David Mech, a wolf expert for the U.S. Geological Survey, said he is perplexed by Friday's court ruling because it runs against ample scientific evidence that wolves are not endangered in Michigan, Minnesota and Wisconsin.
"It sure is going to surprise a lot of people, especially wolf biologists,'' said Mech, who has studied wolves for 56 years and provided testimony the last time wolves in the region were removed from Endangered Species Act protections.
Mech said halting the wolf hunt shouldn't have much effect on other animals in Minnesota, such as deer and moose, because the wolf harvest has not been drastic. Far more wolves are born each year than were being killed by hunters, Mech said.
History of protections
Starting in 2003, the U.S. Fish and Wildlife Service has moved four times to "de-list" the gray wolf and remove federal protections, which allows individual states to manage wolf hunts.
Wildlife protection groups fought for continued protections each time, and the first three attempts by the Fish and Wildlife Service to de-list the wolf (in 2003, 2007 and 2009) were either struck down in court or withdrawn in a court-ordered settlement.
In the ruling Friday, U.S. District Judge Beryl Howell expressed impatience with the Fish and Wildlife Service, writing "enough is enough."
"The FWS's Final Rule challenged in this action is no more valid than the agency's three prior attempts to remove federal protections for a population of gray wolves, which are otherwise members of an endangered species," she wrote. Howell called the hunts in the Great Lakes region "virtually unregulated" and said that wolves do not yet inhabit all of their historic range and therefore need protections.
It's the second time this year that wildlife protection groups have found support in federal courts: In September, U.S. District Judge Amy Berman put the gray wolf back on the endangered species list in Wyoming, ending a hunt there.
Minnesota hunters killed 272 gray wolves this year before the season ended, according to the DNR. The latest estimate says 2,423 gray wolves roam the state. That's up about 200 animals from last year, but down from a peak of 3,020 in 2004. Friday's ruling means the gray wolf is now listed as threatened in Minnesota and endangered in Wisconsin and Michigan.
Gray wolf hunting has been popular among hunters despite slim odds of success: Some 15,000 people applied for 3,800 licenses available this year. Fewer than one in 10 licensed hunters shot or trapped a gray wolf in past seasons.
Dennis Quarberg, interim executive director of the Minnesota Deer Hunters Association, said his group favored hunting wolves for the good of the species. He said this year's Minnesota wolf hunt provided the latest proof that the pack is healthy because hunters quickly hit the state's kill quota in two of the DNR's three hunting and trapping zones.
He said hunters in Alaska and Canada have proved that wolf populations benefit from managed harvests.
Julian Brzoznowski, 74, said the court ruling is a "disgrace to common sense." Brzoznowski lives on a farm north of Orr where federal wildlife officials have trapped some 200 wolves over the past 15 years to curtail predation of Brzoznowski's livestock herds.
"There's no way they are endangered," he said.
Brzoznowski described the wolf population in his area as stable and not growing because deer and moose are scarce as food sources for the pack.
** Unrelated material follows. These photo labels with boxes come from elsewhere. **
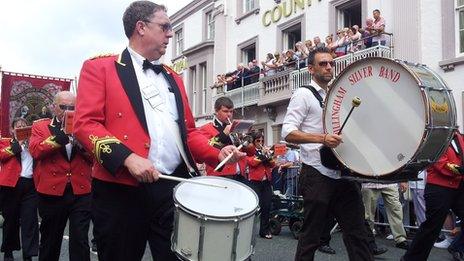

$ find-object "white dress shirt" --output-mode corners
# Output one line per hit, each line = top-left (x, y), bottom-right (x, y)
(20, 145), (33, 179)
(127, 47), (182, 174)
(282, 82), (340, 179)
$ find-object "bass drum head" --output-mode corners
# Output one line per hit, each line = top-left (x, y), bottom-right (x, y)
(174, 177), (258, 218)
(324, 58), (426, 176)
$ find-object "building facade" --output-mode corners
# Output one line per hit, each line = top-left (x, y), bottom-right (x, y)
(164, 0), (464, 144)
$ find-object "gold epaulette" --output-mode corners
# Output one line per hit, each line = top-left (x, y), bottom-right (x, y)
(32, 118), (50, 123)
(162, 63), (178, 74)
(89, 53), (117, 60)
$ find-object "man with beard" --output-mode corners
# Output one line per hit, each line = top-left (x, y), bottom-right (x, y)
(282, 48), (373, 261)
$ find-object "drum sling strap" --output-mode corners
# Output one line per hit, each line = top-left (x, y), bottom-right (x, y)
(301, 85), (346, 170)
(301, 85), (324, 108)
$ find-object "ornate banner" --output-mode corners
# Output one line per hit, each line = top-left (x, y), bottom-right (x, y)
(0, 72), (72, 137)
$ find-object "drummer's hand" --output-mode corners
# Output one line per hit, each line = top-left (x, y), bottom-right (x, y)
(446, 163), (459, 174)
(400, 182), (408, 193)
(322, 134), (343, 148)
(124, 153), (159, 183)
(218, 145), (246, 163)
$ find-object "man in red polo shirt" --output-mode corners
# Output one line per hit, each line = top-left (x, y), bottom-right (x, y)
(401, 131), (464, 261)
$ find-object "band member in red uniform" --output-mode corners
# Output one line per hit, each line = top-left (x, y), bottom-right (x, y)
(74, 1), (243, 261)
(0, 118), (39, 261)
(29, 91), (91, 261)
(247, 132), (275, 239)
(401, 131), (464, 261)
(200, 97), (250, 182)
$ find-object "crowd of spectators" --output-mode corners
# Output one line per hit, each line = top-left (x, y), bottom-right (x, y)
(214, 9), (386, 91)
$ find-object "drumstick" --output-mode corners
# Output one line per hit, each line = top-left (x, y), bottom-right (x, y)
(337, 96), (361, 135)
(158, 174), (227, 189)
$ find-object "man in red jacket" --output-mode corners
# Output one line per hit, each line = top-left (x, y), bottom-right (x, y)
(29, 91), (91, 261)
(200, 97), (250, 183)
(401, 131), (464, 261)
(74, 1), (243, 261)
(0, 118), (39, 261)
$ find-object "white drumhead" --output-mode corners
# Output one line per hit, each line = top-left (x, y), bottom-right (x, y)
(324, 58), (426, 176)
(174, 177), (258, 218)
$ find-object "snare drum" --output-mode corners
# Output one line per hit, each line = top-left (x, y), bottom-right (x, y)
(323, 58), (457, 179)
(171, 177), (259, 261)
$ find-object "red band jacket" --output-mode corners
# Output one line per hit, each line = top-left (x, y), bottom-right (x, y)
(29, 119), (91, 196)
(0, 138), (22, 188)
(427, 133), (464, 189)
(74, 49), (219, 186)
(246, 146), (275, 181)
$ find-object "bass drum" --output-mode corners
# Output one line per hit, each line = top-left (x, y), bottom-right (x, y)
(323, 58), (457, 180)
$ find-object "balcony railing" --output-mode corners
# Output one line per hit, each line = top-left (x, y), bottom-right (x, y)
(216, 37), (393, 108)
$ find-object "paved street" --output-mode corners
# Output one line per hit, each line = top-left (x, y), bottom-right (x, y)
(2, 221), (452, 261)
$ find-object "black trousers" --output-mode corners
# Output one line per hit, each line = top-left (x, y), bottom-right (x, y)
(403, 182), (464, 261)
(249, 180), (272, 237)
(1, 177), (39, 257)
(295, 164), (374, 261)
(39, 184), (91, 261)
(92, 166), (188, 261)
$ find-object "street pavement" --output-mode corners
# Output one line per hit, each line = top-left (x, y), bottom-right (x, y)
(2, 221), (453, 261)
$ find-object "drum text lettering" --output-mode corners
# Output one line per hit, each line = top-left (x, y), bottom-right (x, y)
(379, 66), (400, 82)
(348, 65), (372, 85)
(332, 86), (346, 133)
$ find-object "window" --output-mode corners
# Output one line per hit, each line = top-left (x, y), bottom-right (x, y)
(243, 0), (256, 14)
(174, 29), (184, 56)
(206, 11), (214, 40)
(190, 66), (197, 116)
(456, 0), (464, 54)
(200, 63), (207, 115)
(241, 44), (256, 65)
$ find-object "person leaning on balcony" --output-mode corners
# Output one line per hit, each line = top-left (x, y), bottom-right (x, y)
(359, 17), (374, 48)
(372, 9), (387, 46)
(261, 53), (278, 76)
(325, 35), (337, 58)
(248, 59), (261, 83)
(313, 36), (325, 48)
(295, 41), (308, 68)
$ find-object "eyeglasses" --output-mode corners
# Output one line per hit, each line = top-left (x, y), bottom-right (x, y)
(144, 20), (172, 33)
(318, 61), (335, 67)
(58, 104), (74, 111)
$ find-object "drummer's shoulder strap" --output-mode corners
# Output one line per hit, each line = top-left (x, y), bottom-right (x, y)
(301, 85), (324, 108)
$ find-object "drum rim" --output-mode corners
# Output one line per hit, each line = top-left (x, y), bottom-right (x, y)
(322, 57), (432, 175)
(172, 176), (259, 221)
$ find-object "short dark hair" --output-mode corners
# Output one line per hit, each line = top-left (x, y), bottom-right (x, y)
(250, 131), (264, 142)
(122, 1), (167, 38)
(308, 47), (330, 65)
(11, 117), (29, 129)
(214, 97), (234, 111)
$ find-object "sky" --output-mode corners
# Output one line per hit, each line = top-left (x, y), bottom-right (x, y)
(0, 0), (192, 79)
He said the annual wolf hunt over the past three years has been more than offset by the pack's natural reproduction rate.
"The wolves replenish as long as there's food," he said.
Wildlife protection groups said it's not just about gray wolf populations in Minnesota.
"We need healthy, core populations of wolves like we've got in the Great Lakes so wolves can disperse to other areas," said Collette Adkins Giese, an attorney at the Center for Biological Diversity. Her organization was one of two that sued the DNR to stop the Minnesota wolf hunt. The Minnesota Court of Appeals in 2013 threw out their challenge to the hunting and trapping season.
"It's a huge victory for the Endangered Species Act," Giese said of Friday's ruling.